# New To O Scale



## trashman (Aug 6, 2011)

I just came into some O scale stuff and I was wondering what would be the recomended size layout. Is 4x8 to small?I have all fast trax with one switch, any ideas?


----------



## Big Ed (Jun 16, 2009)

trashman said:


> I just came into some O scale stuff and I was wondering what would be the recomended size layout. Is 4x8 to small?I have all fast trax with one switch, any ideas?


If you have the room go for the biggest you can afford for an O layout.
A 4x8 would work, an L added on one end would be better.


----------



## sjm9911 (Dec 20, 2012)

Trashman, I agree with Ed, build as big as you can and leave room for expansion. I just started with this train stuff in October last year. I built a conventional layout 2 prices of plywood and was very happy. Until I caught the train syndrome. I bought more and more stuff. I told myself I would never buy the newerccomputerized stuff. Well I just did and now have to re arrange everything. Just think it out. Build as big as you want for now but leave room ( and maybe a semi unfinished side) just in case. Good luck and if your having problems, these guys will help, me too if I can!


----------



## Kwikster (Feb 22, 2012)

4x8 is a good starter size. Big enough to have decent sized runs, yet small enough to be easily worked on and around. Also when you start adding more track, you'll need a larger transformer. Much beyond 4x8 and less than 90 watts won't be enough especially when adding switches and accessories. I'd consider getting something along the lines of a ZW or a Z4000 for more power when you go larger.

Carl


----------



## tjcruiser (Jan 10, 2010)

Take a look at some of the layouts on the Thor site for ideas ...

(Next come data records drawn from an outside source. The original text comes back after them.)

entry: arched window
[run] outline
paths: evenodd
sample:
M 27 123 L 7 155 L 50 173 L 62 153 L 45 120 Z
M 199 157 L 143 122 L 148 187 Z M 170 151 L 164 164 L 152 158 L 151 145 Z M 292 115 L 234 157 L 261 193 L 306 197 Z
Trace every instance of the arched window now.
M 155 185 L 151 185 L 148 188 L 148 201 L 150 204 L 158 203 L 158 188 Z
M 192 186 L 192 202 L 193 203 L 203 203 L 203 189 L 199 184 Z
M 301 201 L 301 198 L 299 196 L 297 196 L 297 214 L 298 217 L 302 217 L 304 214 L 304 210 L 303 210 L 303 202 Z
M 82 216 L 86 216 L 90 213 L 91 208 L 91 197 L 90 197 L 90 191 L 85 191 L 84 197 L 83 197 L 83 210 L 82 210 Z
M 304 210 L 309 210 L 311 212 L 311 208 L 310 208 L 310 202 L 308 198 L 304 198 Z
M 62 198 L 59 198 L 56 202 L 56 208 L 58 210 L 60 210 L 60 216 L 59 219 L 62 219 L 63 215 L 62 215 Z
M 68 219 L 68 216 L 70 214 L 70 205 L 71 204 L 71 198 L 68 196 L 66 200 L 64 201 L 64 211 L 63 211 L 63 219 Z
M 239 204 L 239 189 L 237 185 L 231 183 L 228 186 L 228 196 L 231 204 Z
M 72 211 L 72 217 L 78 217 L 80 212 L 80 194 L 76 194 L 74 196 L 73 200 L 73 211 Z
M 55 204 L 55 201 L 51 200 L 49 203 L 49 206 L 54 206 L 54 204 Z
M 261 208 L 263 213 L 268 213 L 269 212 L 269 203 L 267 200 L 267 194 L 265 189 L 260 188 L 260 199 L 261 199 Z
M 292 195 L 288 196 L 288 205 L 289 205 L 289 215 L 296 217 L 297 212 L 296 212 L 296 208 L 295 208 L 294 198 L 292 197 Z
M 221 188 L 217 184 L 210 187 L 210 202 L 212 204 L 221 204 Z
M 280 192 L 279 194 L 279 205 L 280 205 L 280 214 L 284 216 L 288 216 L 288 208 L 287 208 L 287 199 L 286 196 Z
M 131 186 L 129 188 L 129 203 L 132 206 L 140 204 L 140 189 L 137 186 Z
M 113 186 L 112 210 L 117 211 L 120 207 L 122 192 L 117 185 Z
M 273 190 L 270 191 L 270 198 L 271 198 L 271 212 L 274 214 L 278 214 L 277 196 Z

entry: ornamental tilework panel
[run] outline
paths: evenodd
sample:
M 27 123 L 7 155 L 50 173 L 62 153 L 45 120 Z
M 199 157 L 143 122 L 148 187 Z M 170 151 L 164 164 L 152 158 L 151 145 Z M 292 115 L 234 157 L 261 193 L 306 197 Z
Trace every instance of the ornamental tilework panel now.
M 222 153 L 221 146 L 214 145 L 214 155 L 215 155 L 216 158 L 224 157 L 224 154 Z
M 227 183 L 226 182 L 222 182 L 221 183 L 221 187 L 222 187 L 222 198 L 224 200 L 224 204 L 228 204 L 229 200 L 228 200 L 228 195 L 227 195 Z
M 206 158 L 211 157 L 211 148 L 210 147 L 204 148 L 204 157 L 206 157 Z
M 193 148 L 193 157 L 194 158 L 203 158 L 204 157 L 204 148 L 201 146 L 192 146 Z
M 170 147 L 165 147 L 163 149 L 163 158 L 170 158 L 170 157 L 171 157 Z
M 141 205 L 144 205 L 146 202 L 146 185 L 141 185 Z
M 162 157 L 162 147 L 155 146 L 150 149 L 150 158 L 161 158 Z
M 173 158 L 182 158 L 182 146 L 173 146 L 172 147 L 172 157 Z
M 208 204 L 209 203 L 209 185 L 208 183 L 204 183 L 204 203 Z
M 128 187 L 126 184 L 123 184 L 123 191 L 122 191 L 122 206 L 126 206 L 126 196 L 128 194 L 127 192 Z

http://www.thortrains.net/

Scroll down to O/O27 Layouts ... layout links under there.

TJ


----------



## trashman (Aug 6, 2011)

very helpfull, thanx guys. one more question, do you use feeders like you would in a HO layout?


----------



## gunrunnerjohn (Nov 10, 2010)

Yep, for a 4x8 layout, probably two-three feeders around the layout will do the trick. Fastrack is actually pretty good about conveying power. I've run loops of around 45-50 running feet with one drop and they've worked pretty well. There is a voltage drop of a couple of volts, so it's not optimal without additional drops.


----------



## Don Trinko (Oct 23, 2012)

Have fun, That is the main thing. You will find that most Model railroaders consider there layout to be a work in progress. More track is more fun. All IMO; Don


----------



## American Luxury (Jul 4, 2013)

gunrunnerjohn said:


> Yep, for a 4x8 layout, probably two-three feeders around the layout will do the trick. Fastrack is actually pretty good about conveying power. I've run loops of around 45-50 running feet with one drop and they've worked pretty well. There is a voltage drop of a couple of volts, so it's not optimal without additional drops.


What is a drop?


----------



## gunrunnerjohn (Nov 10, 2010)

Sorry, a "drop" is a feeder for power to the track. Best practice is to put one for each 10-15 feet of track.


----------